Security-First: Our 4-Layer Risk Architecture
Why Security Is Layer Zero
In DeFi, security is not a feature -- it is the foundation. Every protocol that has lost user funds did so because security was treated as an afterthought. At 963X, the risk architecture was designed before the first line of execution code was written.
The 4-Layer Pipeline
Layer 1 -- Static Rules: Every transaction is checked against hardcoded constraints: gas price limits, rate limiting per wallet, maximum transaction size, and failure thresholds. These rules cannot be overridden by governance or agents.
Layer 2 -- Dynamic Risk: Volatility-based adjustments reduce position limits during high-volatility periods.
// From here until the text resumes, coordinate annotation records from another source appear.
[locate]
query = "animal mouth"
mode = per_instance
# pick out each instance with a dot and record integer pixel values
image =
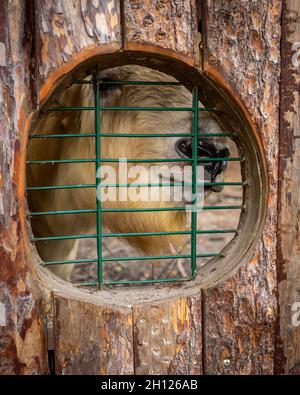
(205, 151)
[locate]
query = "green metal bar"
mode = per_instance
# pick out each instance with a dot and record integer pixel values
(141, 83)
(51, 187)
(56, 136)
(134, 234)
(133, 210)
(134, 282)
(71, 262)
(98, 181)
(63, 212)
(55, 161)
(130, 258)
(157, 257)
(152, 135)
(194, 187)
(67, 237)
(77, 186)
(125, 108)
(108, 160)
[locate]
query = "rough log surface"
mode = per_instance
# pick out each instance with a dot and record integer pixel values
(165, 25)
(168, 336)
(288, 342)
(91, 339)
(22, 338)
(242, 50)
(69, 28)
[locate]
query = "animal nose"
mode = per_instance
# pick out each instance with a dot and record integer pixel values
(208, 150)
(205, 150)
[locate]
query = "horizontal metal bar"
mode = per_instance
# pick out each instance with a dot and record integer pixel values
(67, 237)
(78, 186)
(55, 161)
(133, 282)
(56, 136)
(62, 212)
(71, 186)
(71, 262)
(153, 209)
(121, 160)
(133, 234)
(125, 108)
(176, 184)
(133, 210)
(152, 135)
(136, 282)
(122, 82)
(130, 258)
(156, 257)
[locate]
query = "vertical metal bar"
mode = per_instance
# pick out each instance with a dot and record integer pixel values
(98, 180)
(194, 186)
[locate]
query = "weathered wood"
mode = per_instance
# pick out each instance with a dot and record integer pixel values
(241, 51)
(22, 338)
(71, 32)
(92, 339)
(167, 27)
(168, 336)
(288, 337)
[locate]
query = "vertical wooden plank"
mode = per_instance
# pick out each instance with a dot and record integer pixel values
(242, 52)
(22, 340)
(288, 336)
(168, 336)
(167, 27)
(92, 339)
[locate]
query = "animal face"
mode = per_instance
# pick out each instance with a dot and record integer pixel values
(146, 148)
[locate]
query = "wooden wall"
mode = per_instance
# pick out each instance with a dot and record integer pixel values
(231, 328)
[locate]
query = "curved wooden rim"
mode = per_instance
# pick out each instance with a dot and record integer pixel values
(163, 58)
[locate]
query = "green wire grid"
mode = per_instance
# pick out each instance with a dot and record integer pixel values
(99, 235)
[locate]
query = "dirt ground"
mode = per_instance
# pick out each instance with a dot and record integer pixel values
(141, 270)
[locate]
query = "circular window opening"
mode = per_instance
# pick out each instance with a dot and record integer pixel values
(136, 177)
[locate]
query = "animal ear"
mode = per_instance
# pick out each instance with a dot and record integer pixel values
(109, 83)
(109, 87)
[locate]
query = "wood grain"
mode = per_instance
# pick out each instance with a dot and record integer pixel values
(242, 52)
(168, 336)
(65, 29)
(22, 338)
(166, 26)
(288, 340)
(91, 339)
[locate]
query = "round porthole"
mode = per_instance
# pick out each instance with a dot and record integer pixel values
(135, 176)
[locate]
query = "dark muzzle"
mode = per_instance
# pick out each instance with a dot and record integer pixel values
(205, 151)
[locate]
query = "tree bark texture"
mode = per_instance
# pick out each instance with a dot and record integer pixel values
(288, 339)
(229, 328)
(242, 51)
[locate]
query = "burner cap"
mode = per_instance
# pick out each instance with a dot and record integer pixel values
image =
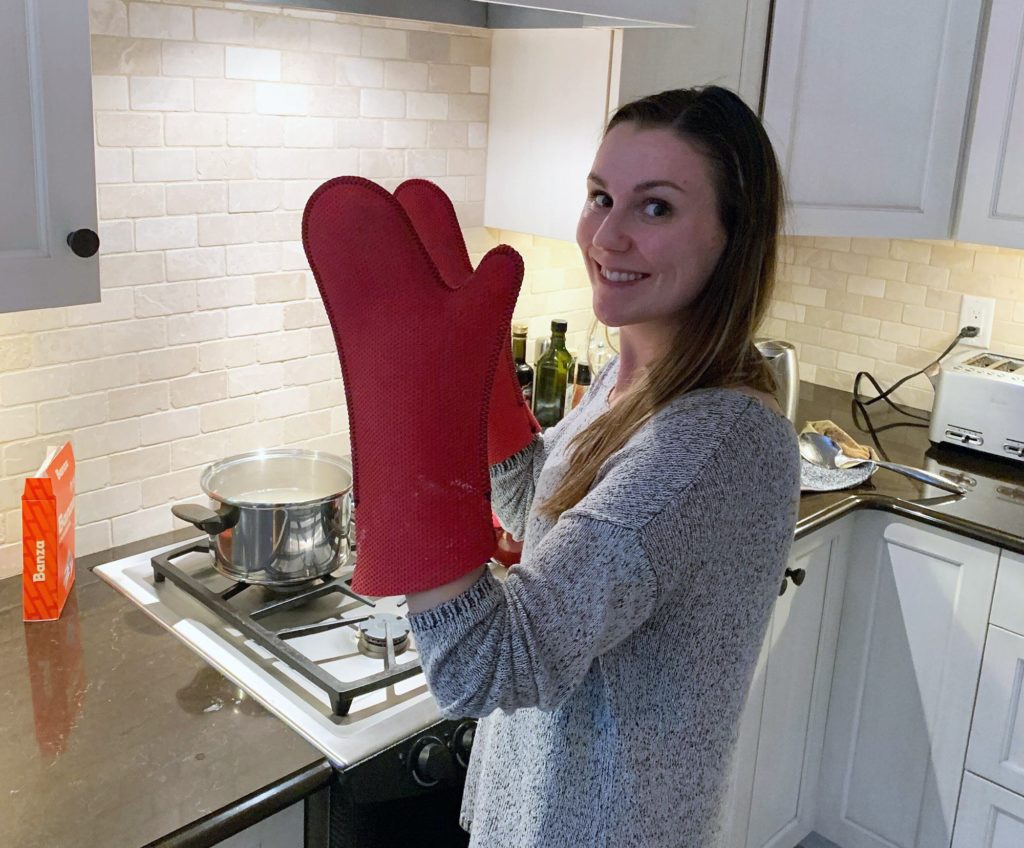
(375, 630)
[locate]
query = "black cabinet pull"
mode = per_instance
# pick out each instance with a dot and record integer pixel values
(796, 575)
(83, 243)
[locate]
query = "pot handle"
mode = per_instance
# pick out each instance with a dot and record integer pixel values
(206, 519)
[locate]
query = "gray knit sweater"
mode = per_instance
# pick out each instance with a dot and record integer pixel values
(612, 664)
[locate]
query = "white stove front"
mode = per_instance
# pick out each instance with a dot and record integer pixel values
(375, 720)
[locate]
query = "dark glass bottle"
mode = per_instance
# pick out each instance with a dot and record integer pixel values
(551, 377)
(523, 371)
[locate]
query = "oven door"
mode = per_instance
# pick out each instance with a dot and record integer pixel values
(409, 794)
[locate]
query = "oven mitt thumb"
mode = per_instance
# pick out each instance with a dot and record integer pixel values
(418, 351)
(511, 425)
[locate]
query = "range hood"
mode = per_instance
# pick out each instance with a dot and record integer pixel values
(509, 14)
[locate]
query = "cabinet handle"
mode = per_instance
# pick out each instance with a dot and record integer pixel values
(83, 243)
(796, 575)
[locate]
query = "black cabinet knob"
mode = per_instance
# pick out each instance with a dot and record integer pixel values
(83, 243)
(462, 742)
(431, 762)
(796, 575)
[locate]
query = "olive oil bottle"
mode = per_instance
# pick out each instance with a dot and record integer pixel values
(523, 371)
(551, 377)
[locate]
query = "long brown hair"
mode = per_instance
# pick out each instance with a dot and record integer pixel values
(716, 345)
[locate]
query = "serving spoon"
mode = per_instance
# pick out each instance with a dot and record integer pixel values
(821, 450)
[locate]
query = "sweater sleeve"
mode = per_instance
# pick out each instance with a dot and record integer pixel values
(529, 641)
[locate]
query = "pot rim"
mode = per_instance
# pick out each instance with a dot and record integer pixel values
(274, 453)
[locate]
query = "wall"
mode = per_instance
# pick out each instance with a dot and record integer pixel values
(214, 122)
(889, 306)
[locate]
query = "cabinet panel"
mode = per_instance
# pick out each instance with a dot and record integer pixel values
(47, 173)
(992, 207)
(996, 750)
(868, 130)
(795, 701)
(906, 668)
(988, 816)
(545, 127)
(1008, 608)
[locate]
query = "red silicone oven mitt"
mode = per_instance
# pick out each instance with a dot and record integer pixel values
(511, 424)
(418, 351)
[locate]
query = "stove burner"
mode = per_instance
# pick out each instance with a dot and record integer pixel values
(374, 633)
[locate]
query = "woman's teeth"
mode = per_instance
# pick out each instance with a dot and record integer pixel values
(621, 277)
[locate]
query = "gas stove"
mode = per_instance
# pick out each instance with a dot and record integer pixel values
(342, 671)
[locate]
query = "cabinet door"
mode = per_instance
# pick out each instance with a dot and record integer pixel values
(865, 103)
(996, 750)
(909, 650)
(988, 816)
(47, 171)
(547, 113)
(798, 677)
(992, 206)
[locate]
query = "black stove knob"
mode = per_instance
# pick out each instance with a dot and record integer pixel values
(462, 742)
(430, 762)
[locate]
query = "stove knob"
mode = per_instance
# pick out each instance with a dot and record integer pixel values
(462, 742)
(430, 762)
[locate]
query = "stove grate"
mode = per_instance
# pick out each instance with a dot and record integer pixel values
(339, 692)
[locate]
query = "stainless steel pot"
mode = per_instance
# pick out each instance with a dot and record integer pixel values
(781, 358)
(282, 516)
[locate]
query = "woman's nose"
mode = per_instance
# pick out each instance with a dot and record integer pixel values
(611, 235)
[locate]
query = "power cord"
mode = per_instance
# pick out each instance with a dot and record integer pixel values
(965, 333)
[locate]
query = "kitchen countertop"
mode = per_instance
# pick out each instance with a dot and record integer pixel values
(992, 509)
(114, 733)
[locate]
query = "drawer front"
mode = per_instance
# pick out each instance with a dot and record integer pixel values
(1008, 605)
(996, 747)
(988, 816)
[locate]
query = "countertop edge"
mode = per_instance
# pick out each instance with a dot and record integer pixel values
(908, 509)
(216, 827)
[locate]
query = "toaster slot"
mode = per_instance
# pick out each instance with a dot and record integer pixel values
(963, 435)
(1015, 448)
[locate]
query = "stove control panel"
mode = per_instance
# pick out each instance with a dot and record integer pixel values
(432, 759)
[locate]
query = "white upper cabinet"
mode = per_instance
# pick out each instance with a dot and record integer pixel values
(992, 206)
(47, 173)
(865, 103)
(552, 91)
(678, 12)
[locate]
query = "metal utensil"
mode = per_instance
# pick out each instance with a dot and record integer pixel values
(821, 450)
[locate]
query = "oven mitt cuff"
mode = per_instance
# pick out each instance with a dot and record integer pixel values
(419, 342)
(511, 425)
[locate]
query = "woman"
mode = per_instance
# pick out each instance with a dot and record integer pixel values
(612, 664)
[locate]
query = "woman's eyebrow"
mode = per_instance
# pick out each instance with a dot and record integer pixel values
(641, 186)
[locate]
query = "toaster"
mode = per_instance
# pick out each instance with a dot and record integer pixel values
(979, 404)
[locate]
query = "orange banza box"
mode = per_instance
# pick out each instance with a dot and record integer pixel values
(48, 536)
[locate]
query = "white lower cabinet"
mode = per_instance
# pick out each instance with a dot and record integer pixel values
(989, 816)
(779, 746)
(996, 750)
(914, 617)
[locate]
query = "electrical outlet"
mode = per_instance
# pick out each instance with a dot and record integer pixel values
(978, 311)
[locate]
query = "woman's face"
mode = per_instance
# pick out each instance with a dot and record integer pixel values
(649, 232)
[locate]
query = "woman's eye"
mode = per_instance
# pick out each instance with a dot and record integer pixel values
(656, 209)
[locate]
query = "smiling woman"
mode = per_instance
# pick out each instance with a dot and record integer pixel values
(611, 665)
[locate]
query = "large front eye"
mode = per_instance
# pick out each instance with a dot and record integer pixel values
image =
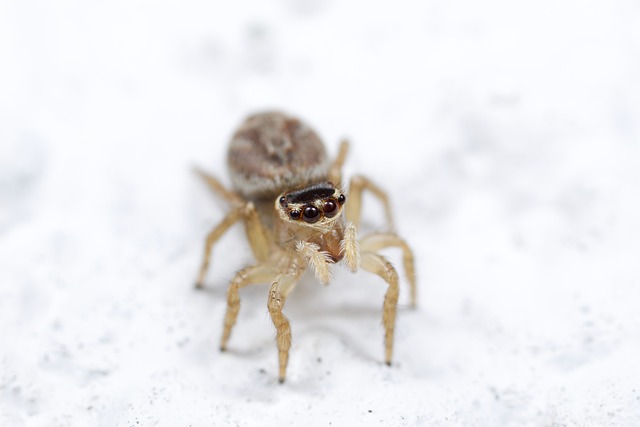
(330, 208)
(311, 214)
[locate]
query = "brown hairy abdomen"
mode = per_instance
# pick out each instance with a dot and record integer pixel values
(272, 151)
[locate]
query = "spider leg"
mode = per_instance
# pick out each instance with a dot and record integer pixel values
(213, 236)
(379, 265)
(319, 261)
(350, 248)
(335, 170)
(278, 293)
(256, 235)
(354, 205)
(218, 188)
(376, 241)
(260, 273)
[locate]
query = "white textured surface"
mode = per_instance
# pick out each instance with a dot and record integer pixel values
(516, 178)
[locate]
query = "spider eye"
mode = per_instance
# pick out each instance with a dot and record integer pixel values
(311, 214)
(330, 208)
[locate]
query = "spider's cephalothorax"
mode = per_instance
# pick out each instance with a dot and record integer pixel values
(297, 216)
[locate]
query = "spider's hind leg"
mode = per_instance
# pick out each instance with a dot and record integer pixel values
(261, 273)
(241, 209)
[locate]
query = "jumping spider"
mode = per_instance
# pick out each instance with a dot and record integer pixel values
(290, 199)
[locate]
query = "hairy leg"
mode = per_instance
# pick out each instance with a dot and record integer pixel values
(350, 248)
(255, 231)
(376, 241)
(379, 265)
(354, 205)
(218, 188)
(278, 293)
(261, 273)
(335, 170)
(213, 236)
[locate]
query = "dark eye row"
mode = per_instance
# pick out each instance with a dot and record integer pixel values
(312, 214)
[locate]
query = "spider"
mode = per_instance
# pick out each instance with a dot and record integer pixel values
(289, 196)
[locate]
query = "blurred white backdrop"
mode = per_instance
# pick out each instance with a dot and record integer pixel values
(507, 134)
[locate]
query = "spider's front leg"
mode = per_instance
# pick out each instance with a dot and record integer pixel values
(261, 273)
(357, 186)
(278, 293)
(241, 209)
(379, 265)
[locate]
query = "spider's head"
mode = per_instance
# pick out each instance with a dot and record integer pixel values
(317, 207)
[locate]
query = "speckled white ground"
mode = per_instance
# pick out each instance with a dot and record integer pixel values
(508, 136)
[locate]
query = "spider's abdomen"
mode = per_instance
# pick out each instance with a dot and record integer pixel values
(271, 152)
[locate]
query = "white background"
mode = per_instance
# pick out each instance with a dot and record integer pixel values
(507, 135)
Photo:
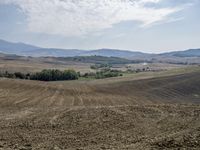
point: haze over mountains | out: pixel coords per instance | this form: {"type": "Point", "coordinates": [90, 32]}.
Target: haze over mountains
{"type": "Point", "coordinates": [34, 51]}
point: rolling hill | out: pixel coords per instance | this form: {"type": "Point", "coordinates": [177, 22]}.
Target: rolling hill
{"type": "Point", "coordinates": [186, 53]}
{"type": "Point", "coordinates": [152, 113]}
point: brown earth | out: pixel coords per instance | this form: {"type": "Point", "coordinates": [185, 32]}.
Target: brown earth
{"type": "Point", "coordinates": [150, 113]}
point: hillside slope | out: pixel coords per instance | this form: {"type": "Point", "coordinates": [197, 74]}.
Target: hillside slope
{"type": "Point", "coordinates": [125, 114]}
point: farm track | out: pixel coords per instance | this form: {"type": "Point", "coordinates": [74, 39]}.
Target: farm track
{"type": "Point", "coordinates": [155, 113]}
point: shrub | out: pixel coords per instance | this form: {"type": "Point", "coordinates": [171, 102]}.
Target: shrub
{"type": "Point", "coordinates": [54, 75]}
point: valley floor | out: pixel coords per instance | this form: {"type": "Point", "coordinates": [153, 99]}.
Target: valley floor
{"type": "Point", "coordinates": [148, 113]}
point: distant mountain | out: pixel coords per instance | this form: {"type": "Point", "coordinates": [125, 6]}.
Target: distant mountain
{"type": "Point", "coordinates": [34, 51]}
{"type": "Point", "coordinates": [113, 53]}
{"type": "Point", "coordinates": [53, 52]}
{"type": "Point", "coordinates": [30, 50]}
{"type": "Point", "coordinates": [186, 53]}
{"type": "Point", "coordinates": [15, 48]}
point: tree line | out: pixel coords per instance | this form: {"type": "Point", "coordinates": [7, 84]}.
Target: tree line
{"type": "Point", "coordinates": [44, 75]}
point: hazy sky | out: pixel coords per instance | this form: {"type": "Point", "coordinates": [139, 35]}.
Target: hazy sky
{"type": "Point", "coordinates": [145, 25]}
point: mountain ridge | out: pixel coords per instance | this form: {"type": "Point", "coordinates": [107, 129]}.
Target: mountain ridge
{"type": "Point", "coordinates": [23, 49]}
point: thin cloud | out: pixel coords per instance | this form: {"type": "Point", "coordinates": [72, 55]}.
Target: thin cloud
{"type": "Point", "coordinates": [81, 17]}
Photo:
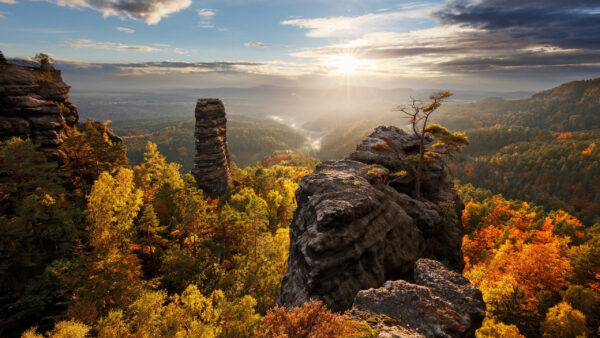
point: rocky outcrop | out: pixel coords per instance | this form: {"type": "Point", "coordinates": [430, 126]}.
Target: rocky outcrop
{"type": "Point", "coordinates": [440, 303]}
{"type": "Point", "coordinates": [357, 225]}
{"type": "Point", "coordinates": [211, 163]}
{"type": "Point", "coordinates": [34, 104]}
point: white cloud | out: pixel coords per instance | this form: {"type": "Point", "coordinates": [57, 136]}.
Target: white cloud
{"type": "Point", "coordinates": [151, 11]}
{"type": "Point", "coordinates": [125, 29]}
{"type": "Point", "coordinates": [345, 26]}
{"type": "Point", "coordinates": [257, 44]}
{"type": "Point", "coordinates": [109, 45]}
{"type": "Point", "coordinates": [205, 16]}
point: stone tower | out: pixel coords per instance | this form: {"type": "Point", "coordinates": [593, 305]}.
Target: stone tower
{"type": "Point", "coordinates": [211, 163]}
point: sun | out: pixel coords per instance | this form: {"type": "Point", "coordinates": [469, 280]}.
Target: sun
{"type": "Point", "coordinates": [346, 64]}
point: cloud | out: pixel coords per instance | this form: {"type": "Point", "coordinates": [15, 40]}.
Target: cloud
{"type": "Point", "coordinates": [150, 11]}
{"type": "Point", "coordinates": [566, 24]}
{"type": "Point", "coordinates": [125, 29]}
{"type": "Point", "coordinates": [522, 37]}
{"type": "Point", "coordinates": [257, 44]}
{"type": "Point", "coordinates": [344, 26]}
{"type": "Point", "coordinates": [109, 45]}
{"type": "Point", "coordinates": [205, 16]}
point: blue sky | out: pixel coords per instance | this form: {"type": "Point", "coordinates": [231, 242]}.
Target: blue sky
{"type": "Point", "coordinates": [495, 44]}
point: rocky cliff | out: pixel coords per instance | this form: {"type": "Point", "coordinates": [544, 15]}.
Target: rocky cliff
{"type": "Point", "coordinates": [440, 303]}
{"type": "Point", "coordinates": [34, 103]}
{"type": "Point", "coordinates": [357, 224]}
{"type": "Point", "coordinates": [211, 163]}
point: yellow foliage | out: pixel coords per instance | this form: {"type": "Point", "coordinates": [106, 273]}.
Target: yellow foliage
{"type": "Point", "coordinates": [494, 329]}
{"type": "Point", "coordinates": [564, 321]}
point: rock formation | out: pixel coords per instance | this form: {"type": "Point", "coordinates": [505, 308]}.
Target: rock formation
{"type": "Point", "coordinates": [440, 303]}
{"type": "Point", "coordinates": [34, 104]}
{"type": "Point", "coordinates": [211, 163]}
{"type": "Point", "coordinates": [357, 226]}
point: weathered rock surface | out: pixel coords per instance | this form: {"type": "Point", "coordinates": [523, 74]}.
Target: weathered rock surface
{"type": "Point", "coordinates": [211, 163]}
{"type": "Point", "coordinates": [352, 231]}
{"type": "Point", "coordinates": [441, 303]}
{"type": "Point", "coordinates": [34, 104]}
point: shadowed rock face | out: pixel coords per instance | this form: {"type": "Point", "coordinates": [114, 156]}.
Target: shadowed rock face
{"type": "Point", "coordinates": [441, 303]}
{"type": "Point", "coordinates": [357, 226]}
{"type": "Point", "coordinates": [211, 163]}
{"type": "Point", "coordinates": [34, 104]}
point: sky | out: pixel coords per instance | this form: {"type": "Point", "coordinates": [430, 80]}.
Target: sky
{"type": "Point", "coordinates": [502, 45]}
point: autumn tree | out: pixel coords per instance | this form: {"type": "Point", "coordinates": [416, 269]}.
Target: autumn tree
{"type": "Point", "coordinates": [43, 58]}
{"type": "Point", "coordinates": [312, 319]}
{"type": "Point", "coordinates": [564, 321]}
{"type": "Point", "coordinates": [419, 116]}
{"type": "Point", "coordinates": [90, 152]}
{"type": "Point", "coordinates": [109, 274]}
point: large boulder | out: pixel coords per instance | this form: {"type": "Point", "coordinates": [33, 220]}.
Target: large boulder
{"type": "Point", "coordinates": [353, 230]}
{"type": "Point", "coordinates": [34, 103]}
{"type": "Point", "coordinates": [440, 303]}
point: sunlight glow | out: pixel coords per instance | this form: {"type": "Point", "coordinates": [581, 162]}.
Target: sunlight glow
{"type": "Point", "coordinates": [347, 64]}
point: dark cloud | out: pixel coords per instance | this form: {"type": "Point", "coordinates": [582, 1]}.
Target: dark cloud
{"type": "Point", "coordinates": [561, 23]}
{"type": "Point", "coordinates": [151, 11]}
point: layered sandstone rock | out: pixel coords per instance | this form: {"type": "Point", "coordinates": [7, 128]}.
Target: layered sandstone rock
{"type": "Point", "coordinates": [440, 303]}
{"type": "Point", "coordinates": [211, 163]}
{"type": "Point", "coordinates": [34, 103]}
{"type": "Point", "coordinates": [357, 226]}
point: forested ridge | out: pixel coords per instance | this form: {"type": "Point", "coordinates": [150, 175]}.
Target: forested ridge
{"type": "Point", "coordinates": [96, 246]}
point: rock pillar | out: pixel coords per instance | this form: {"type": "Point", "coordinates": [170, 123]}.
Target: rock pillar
{"type": "Point", "coordinates": [211, 162]}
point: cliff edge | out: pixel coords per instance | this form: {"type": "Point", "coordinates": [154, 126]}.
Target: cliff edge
{"type": "Point", "coordinates": [34, 103]}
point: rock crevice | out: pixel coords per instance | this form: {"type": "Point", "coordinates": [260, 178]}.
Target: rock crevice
{"type": "Point", "coordinates": [211, 162]}
{"type": "Point", "coordinates": [358, 226]}
{"type": "Point", "coordinates": [34, 103]}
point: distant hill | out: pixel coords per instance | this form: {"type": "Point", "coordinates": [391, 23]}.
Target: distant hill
{"type": "Point", "coordinates": [573, 106]}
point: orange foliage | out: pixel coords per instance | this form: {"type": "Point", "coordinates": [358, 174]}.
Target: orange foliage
{"type": "Point", "coordinates": [312, 319]}
{"type": "Point", "coordinates": [587, 151]}
{"type": "Point", "coordinates": [512, 241]}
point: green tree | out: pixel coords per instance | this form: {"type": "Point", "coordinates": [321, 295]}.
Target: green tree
{"type": "Point", "coordinates": [419, 116]}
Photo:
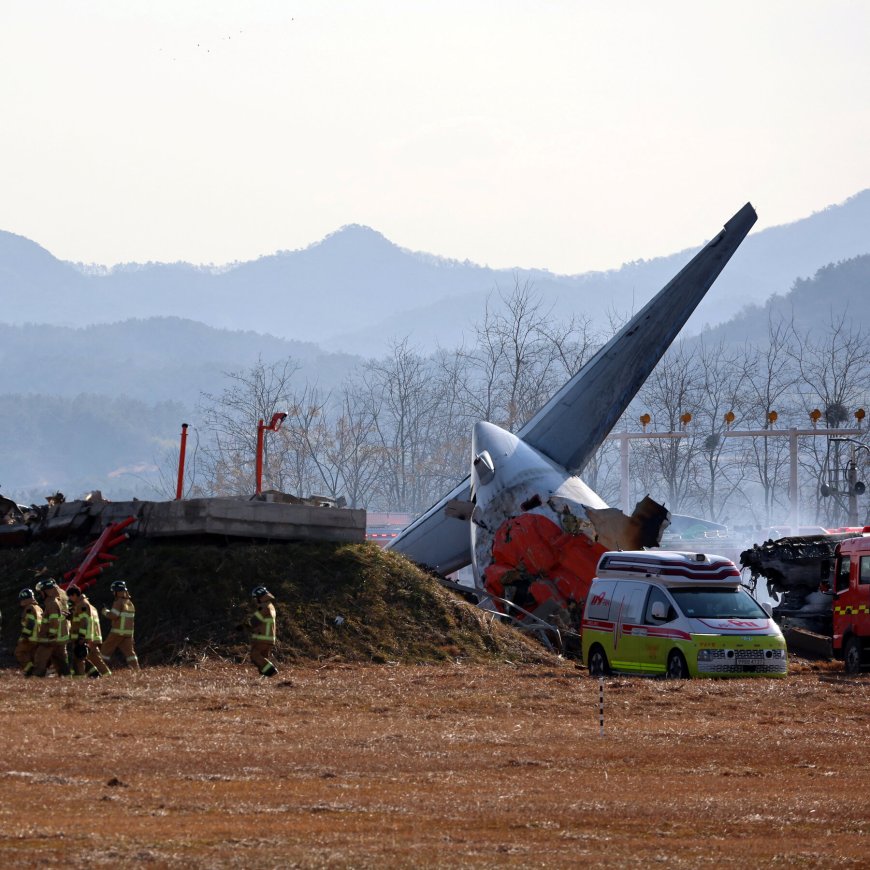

If BTC moves 5% in an hour, maximum leverage is automatically reduced across all BTC markets.
Layer 3 -- Behavioral Analysis: Statistical anomaly detection flags unusual patterns -- wallet activity that deviates more than 3 standard deviations from historical norms triggers additional verification.
Layer 4 -- Circuit Breakers: System-wide emergency mechanisms that pause all execution if aggregate risk metrics exceed thresholds. This is the last line of defense against systemic risk events.
Agent Security
AI agents operate under additional security constraints. They never hold private keys. They submit transaction requests through the same 4-layer pipeline. Their blast radius is capped by design -- a compromised agent can affect at most 0-5% of user portfolio value.
Permission grants follow the principle of least privilege. Users specify exactly what actions an agent can take, with what assets, up to what size, and for how long. Permissions can be revoked instantly.